It’s data science, folks. It lives and dies by the quality of the data.
Google Research recently published a paper where they argue that machine learning solutions are being undermined by a lack of focus on data quality issues. They note that
[…] data is the most under-valued and de-glamorised aspect of AI
and that data is
[…] viewed as ‘operational’ relative to the lionized work of building novel models and algorithms.
Ironically, data science arose from statisticians’ disinterest in the collection and wrangling of data. Revisiting the sins of the father, I guess.
The Google researchers point to the prevalence of data cascades—upstream events that have compounding negative effects on project outcomes.
92% of AI researchers interviewed for the study had suffered from a data cascade.
Four categories of data cascade were identified.

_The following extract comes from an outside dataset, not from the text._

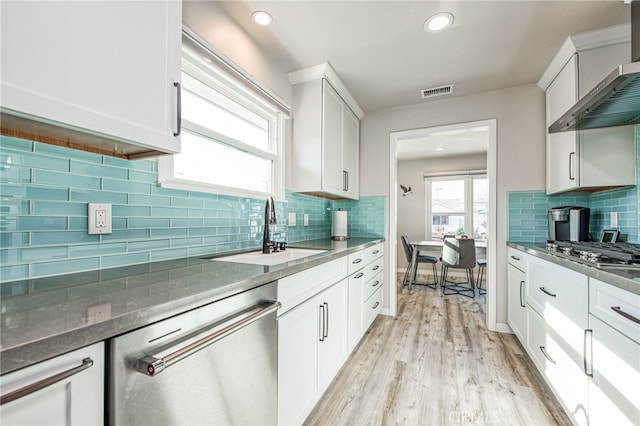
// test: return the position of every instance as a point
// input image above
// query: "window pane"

- Interacting with physical world brittleness
- Inadequate application-domain expertise
- Conflicting reward systems
- Poor cross-organisational documentation
All of these issues conspire to rock the very foundations of the models we increasingly rely on.
Data quality is hard to get right. It’s a much harder problem than model development. And, while the specific choice of model is often unimportant, the same is never true for the data that is fed into it.
One reason data quality to so hard to achieve and maintain is that it’s a process problem—often involving multiple organisations and stakeholders.
As the authors of the study lament,
Data quality carries an elevated significance in high-stakes AI due to its heightened downstream impact, impacting predictions like cancer detection, wildlife poaching, and loan allocations.
We need to stop fetishising algorithms at the expense of data. Tutorials on machine learning libraries and Python are smeared across the Internet. We need to promote and reward good data hygiene.
The consequences of continuing to undervalue data work are stark.
Garbage in, garbage out.
People find it difficult to intuitively gauge the level of correlation between variables.
Guess the Correlation is an 80s-style video game that lets you flex your estimation muscles.
Just be aware that it doesn’t seem to present negative correlations, so you’ll have to intuit those elsewhere.
Why is it so hard to find effective data science courses? For instance, courses that cover the practical work involved in going from problem to solution?
This is a question I was asked last week. To answer it, we can employ basic mathematics.
Draw a Venn diagram. Include the following sets.
- people who are good at statistics
- people who are good at coding
- people who have good social skills
- people who have good teaching skills
- people who have good technical writing skills
- people who couldn’t be making a shitload more money doing something else
Count the number of people in the intersection of those sets. That’s why.
April is Mathematics & Statistics Awareness Month.
Let’s celebrate it by making sure we embrace statistics in our data science projects. It’s not just about Python, folks!